The first section of the book provides background on both the small-scale and large-scale stories that are important to the book. At the broadest level is the Civil Rights Movement, particularly in the realm of education. Since chapters are short (typically only two pages) and the book is intended for a young audience, Bridges does not go into detail about the legal battles and activism that characterized the effort to integrate Southern schools. She does allude to the Brown v. Board of Education Supreme Court case that determined school segregation to be unconstitutional and to the “Little Rock Nine,” Black students who integrated a high school in 1957 in Arkansas. As a child, Bridges had severely limited knowledge of or context for civil rights efforts, although she was to become a central figure in the movement at just six years old. She describes the Civil Rights Movement in retrospect as the moment when “African Americans […] dared at last to demand equal treatment as American citizens” (4).

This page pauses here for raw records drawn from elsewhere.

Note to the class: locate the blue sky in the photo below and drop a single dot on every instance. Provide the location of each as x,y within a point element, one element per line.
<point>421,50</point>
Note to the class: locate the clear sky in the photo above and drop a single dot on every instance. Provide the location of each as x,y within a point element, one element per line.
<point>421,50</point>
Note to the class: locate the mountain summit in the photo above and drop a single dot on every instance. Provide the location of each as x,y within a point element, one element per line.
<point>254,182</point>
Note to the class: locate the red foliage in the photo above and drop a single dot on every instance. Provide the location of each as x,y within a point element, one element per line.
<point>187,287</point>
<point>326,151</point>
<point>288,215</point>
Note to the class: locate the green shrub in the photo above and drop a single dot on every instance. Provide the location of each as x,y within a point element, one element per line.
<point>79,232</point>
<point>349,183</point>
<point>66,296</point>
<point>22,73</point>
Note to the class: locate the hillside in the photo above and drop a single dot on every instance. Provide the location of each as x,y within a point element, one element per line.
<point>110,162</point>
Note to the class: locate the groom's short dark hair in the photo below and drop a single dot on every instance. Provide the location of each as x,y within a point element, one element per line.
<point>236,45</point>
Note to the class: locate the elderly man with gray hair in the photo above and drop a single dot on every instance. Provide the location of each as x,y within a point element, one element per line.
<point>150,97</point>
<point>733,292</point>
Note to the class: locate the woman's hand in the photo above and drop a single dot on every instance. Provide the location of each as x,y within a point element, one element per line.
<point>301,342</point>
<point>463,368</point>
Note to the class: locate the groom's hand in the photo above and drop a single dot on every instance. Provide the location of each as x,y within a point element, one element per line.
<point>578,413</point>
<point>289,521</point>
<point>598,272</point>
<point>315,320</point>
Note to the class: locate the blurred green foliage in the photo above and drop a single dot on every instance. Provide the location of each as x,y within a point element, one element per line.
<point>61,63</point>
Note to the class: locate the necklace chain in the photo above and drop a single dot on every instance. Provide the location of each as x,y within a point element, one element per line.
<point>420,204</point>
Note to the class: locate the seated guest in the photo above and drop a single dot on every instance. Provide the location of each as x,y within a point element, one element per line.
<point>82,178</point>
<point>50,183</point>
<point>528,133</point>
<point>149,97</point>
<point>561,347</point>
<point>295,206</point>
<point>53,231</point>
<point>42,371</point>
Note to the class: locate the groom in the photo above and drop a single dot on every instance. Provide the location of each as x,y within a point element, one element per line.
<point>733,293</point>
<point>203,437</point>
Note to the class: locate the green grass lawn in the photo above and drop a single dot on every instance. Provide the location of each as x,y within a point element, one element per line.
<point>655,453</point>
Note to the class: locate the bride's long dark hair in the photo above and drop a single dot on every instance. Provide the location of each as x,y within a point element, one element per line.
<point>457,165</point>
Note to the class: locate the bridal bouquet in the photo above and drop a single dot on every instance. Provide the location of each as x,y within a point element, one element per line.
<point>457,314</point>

On the smaller scale is the story of Ruby Bridges herself. By her own account, she was a healthy and happy child living in a way typical to many of her Black peers in the 1950s. She did chores in her city home and helped tend the farm and additional chores at her grandparents’ homes, but she apparently did this work without complaint and with great fondness. Her obedient behavior remains important to her story going forward, as does her childhood innocence. Playing with friends, helping around the house, and being among peers like herself characterized the early part of Bridges’s life, though some of those elements would soon change drastically.
Large photographs and short excerpts and quotes from relevant historical sources supplement the first-person account that Bridges delivers. In this section, there are pictures of the Little Rock Nine being escorted through an angry mob to their previously all-white high school, of sharecroppers bent over at work in a cotton field, and the Mardi Gras parade in New Orleans. Small blurbs appear from the published Brown v. Board of Education decision and a from Ruby Bridges’s mother: “On the day before Ruby was born, I carried 90 pounds of cotton on my back. I wanted a better life for Ruby” (7).